During a two-week stretch in July, one of the hospital's medical-surgical units had one Registered Nurse caring for anywhere from six to eight patients on nine of 14 days - violating the agreed-upon staffing ratio of 1 nurse for five patients according to the complaints reported to the union.
“This hospital is all about the money, not the patients and certainly not the nurses,” said a veteran Registered Nurse at NYU Langone Hospital-Brooklyn. “They don’t hire and can’t keep nurses so the patient load is double or triple what is safe. They don’t hire nurses’ aides or enough people to answer the phones on the wards. The results are nurses regularly handling two and three times what is a safe number of patients. The results are not enough aides or clerical staff so patients aren’t taken to the bathroom regularly, aren’t turned regularly, and phones ring off the hook."
"Basic care is not being given," said a veteran Registered Nurse in one of NYU Langone Hospital- Brooklyn's Medical Surgical units. "We have 36 beds and two holding areas. We are supposed to have one nurse for every five patients. It is often now 1 for 8 patients. The hospital keeps saying 'help is on the way,' but it never arrives.”
Patient Care at Risk
NYU Langone Hospital-Brooklyn is on track in 2023 to have 495 falls by the end of the year, which is a 41% increase from 2022, according to quality metrics reported by the Brooklyn campus. Unless conditions change, the Brooklyn hospital is on track to have 22 of these falls result in serious injuries, a 49% increase from 2022, according to quality data reported by NYU Langone Hospital- Brooklyn.

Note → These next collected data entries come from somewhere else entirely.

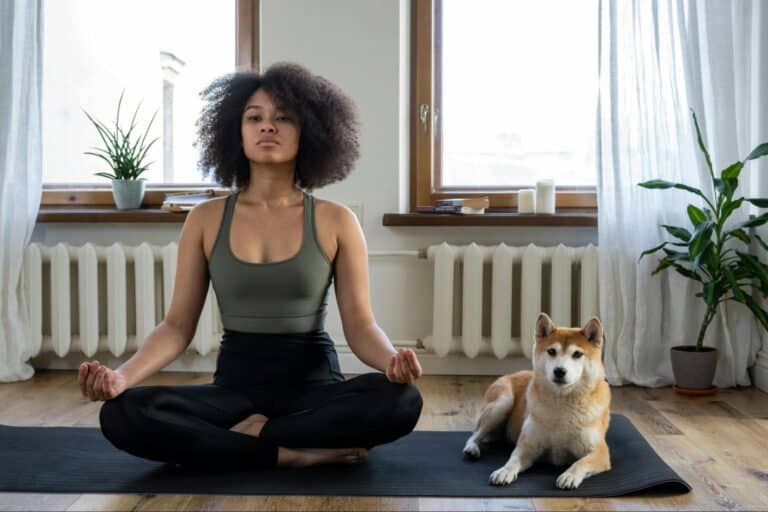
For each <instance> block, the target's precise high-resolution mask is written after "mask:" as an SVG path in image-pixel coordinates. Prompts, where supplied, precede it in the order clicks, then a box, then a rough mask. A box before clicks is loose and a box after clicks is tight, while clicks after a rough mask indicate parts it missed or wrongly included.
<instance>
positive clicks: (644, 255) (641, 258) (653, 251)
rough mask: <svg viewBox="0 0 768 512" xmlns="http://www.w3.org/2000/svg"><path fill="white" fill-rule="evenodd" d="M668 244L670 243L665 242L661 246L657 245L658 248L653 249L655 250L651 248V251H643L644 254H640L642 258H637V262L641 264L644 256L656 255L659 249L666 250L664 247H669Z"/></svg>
mask: <svg viewBox="0 0 768 512" xmlns="http://www.w3.org/2000/svg"><path fill="white" fill-rule="evenodd" d="M668 243H669V242H664V243H661V244H659V245H657V246H656V247H653V248H651V249H647V250H645V251H643V252H642V253H641V254H640V257H639V258H637V262H638V263H640V260H641V259H643V256H645V255H646V254H651V253H654V252H656V251H658V250H659V249H662V248H664V246H665V245H667V244H668Z"/></svg>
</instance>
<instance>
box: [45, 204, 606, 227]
mask: <svg viewBox="0 0 768 512" xmlns="http://www.w3.org/2000/svg"><path fill="white" fill-rule="evenodd" d="M186 218H187V213H186V212H169V211H166V210H163V209H161V208H160V207H159V206H144V207H142V208H138V209H135V210H118V209H116V208H115V207H114V206H109V205H92V206H89V205H44V206H41V207H40V212H39V213H38V215H37V222H46V223H47V222H72V223H86V222H87V223H98V222H104V223H106V222H139V223H142V222H173V223H183V222H184V219H186ZM382 224H383V225H384V226H587V227H596V226H597V209H596V208H560V209H557V210H556V212H555V214H554V215H544V214H535V213H531V214H525V213H517V212H516V211H502V210H496V211H493V210H489V211H488V212H486V213H484V214H483V215H455V214H445V213H385V214H384V217H383V219H382Z"/></svg>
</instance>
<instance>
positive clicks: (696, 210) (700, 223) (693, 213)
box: [688, 204, 707, 226]
mask: <svg viewBox="0 0 768 512" xmlns="http://www.w3.org/2000/svg"><path fill="white" fill-rule="evenodd" d="M688 218H690V219H691V223H692V224H693V225H694V226H697V225H698V224H701V223H702V222H704V221H706V220H707V216H706V215H705V214H704V212H703V211H701V210H700V209H699V208H697V207H695V206H694V205H692V204H689V205H688Z"/></svg>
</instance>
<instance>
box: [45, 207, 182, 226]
mask: <svg viewBox="0 0 768 512" xmlns="http://www.w3.org/2000/svg"><path fill="white" fill-rule="evenodd" d="M186 218H187V212H169V211H167V210H163V209H161V208H160V206H159V205H154V206H143V207H141V208H137V209H135V210H118V209H117V208H116V207H115V206H111V205H106V204H105V205H43V206H41V207H40V211H39V213H38V214H37V222H83V223H85V222H88V223H94V222H177V223H183V222H184V219H186Z"/></svg>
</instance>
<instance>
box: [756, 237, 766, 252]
mask: <svg viewBox="0 0 768 512" xmlns="http://www.w3.org/2000/svg"><path fill="white" fill-rule="evenodd" d="M755 238H757V241H758V243H760V245H762V246H763V249H765V250H766V251H768V244H767V243H765V240H763V239H762V238H760V235H758V234H757V233H755Z"/></svg>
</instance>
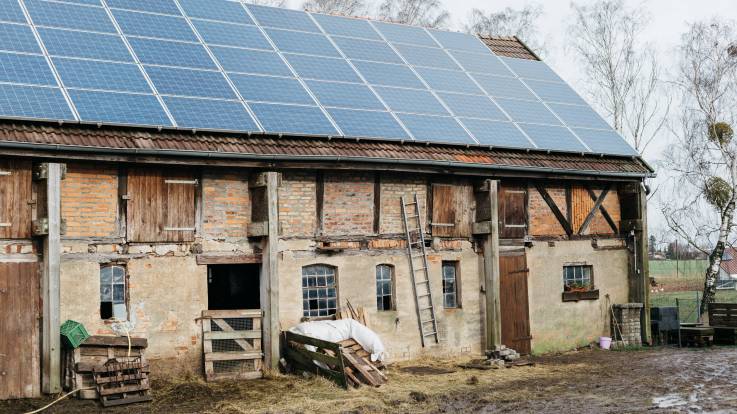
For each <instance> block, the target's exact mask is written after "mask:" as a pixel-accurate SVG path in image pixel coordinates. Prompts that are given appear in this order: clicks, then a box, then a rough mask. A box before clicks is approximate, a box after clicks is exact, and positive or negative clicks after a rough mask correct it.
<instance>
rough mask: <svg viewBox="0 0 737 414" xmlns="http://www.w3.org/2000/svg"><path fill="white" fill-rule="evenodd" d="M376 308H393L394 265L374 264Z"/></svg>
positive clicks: (393, 295) (381, 309)
mask: <svg viewBox="0 0 737 414" xmlns="http://www.w3.org/2000/svg"><path fill="white" fill-rule="evenodd" d="M376 309H378V310H380V311H388V310H394V309H395V306H394V266H392V265H385V264H381V265H378V266H376Z"/></svg>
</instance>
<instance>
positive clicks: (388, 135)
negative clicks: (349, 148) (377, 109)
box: [328, 109, 410, 139]
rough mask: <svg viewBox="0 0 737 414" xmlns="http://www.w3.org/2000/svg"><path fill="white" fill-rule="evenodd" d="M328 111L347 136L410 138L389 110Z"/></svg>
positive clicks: (339, 126) (332, 117) (408, 135)
mask: <svg viewBox="0 0 737 414" xmlns="http://www.w3.org/2000/svg"><path fill="white" fill-rule="evenodd" d="M328 113H330V116H331V117H332V118H333V120H335V123H336V124H338V126H339V127H340V129H341V130H342V131H343V133H344V134H345V135H347V136H353V137H366V138H388V139H409V138H410V137H409V135H407V133H406V132H405V131H404V129H403V128H402V126H401V125H399V123H398V122H397V120H396V119H394V117H393V116H392V115H391V114H390V113H389V112H375V111H354V110H350V109H328Z"/></svg>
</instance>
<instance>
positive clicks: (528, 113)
mask: <svg viewBox="0 0 737 414" xmlns="http://www.w3.org/2000/svg"><path fill="white" fill-rule="evenodd" d="M496 103H498V104H499V106H501V107H502V109H504V111H505V112H506V113H508V114H509V116H510V117H512V119H513V120H514V121H517V122H532V123H538V124H548V125H561V123H560V121H559V120H558V118H556V117H555V115H553V113H552V112H550V111H549V110H548V108H546V107H545V105H543V104H542V103H541V102H532V101H518V100H515V99H502V98H497V100H496Z"/></svg>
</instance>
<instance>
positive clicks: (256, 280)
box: [207, 264, 261, 310]
mask: <svg viewBox="0 0 737 414" xmlns="http://www.w3.org/2000/svg"><path fill="white" fill-rule="evenodd" d="M260 275H261V265H260V264H231V265H209V266H208V267H207V301H208V304H209V306H208V308H209V310H232V309H261V290H260V285H259V282H260Z"/></svg>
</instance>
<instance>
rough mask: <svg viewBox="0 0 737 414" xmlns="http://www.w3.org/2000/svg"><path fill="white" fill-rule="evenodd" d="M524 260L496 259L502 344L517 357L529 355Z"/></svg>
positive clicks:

Another indicator was a steady climb in the instances of severe pressure wounds, once called "bed sores," according to quality data reported by the hospital.
According to the records of the UFT Nurse chapter, the Brooklyn hospital hired 108 new nurses between Jan. 1 and June 30, 2023, while 71 nurses retired or resigned. The Med/Surgical division alone hired 47 nurses between Jan. 1 and June 30, 2023, and 22 have already resigned.
Violations of State Law
The state law mandating staffing levels in critical care units was passed in 2021. Hospitals that violate these standards and fail to submit or implement corrective action plans face penalties of up to $2,000 for each violation.
Subsequent violations - within the same 12 months that are deemed to be a serious threat to health and safety - can be penalized by up to $5,000, and the penalty could be increased to up to $10,000 if the violation directly results in serious physical harm to a patient.
Other staffing standards are jointly set by clinical staffing committees comprised of individual hospitals and their frontline staff. Failure to meet these standards results in the same penalties. In addition, staffing standards at NYU Langone Hospital-Brooklyn are part of its contract with the Federation of Nurses/UFT and thus are enforceable through the arbitration process.
Registered nurses at NYU Langone Hospital-Brooklyn administer medications, ensuring that dosages and medications are correct; they monitor reactions in patients after medications and treatments are provided; clean, dress, and bandage wounds, or assist with other interventions. They also inquire about previous diagnoses, current and past medications, allergies, family history, and more; monitor patients for changes in symptoms, vital signs, and other metrics, and keep a running record of patient treatments and reactions.
Roughly 1,000 Registered Nurses at NYU Langone Hospital- Brooklyn are members of the United Federation of Teachers. The chapter was formed in 1979 when nurses at what was then Lutheran Medical Center elected to join the UFT.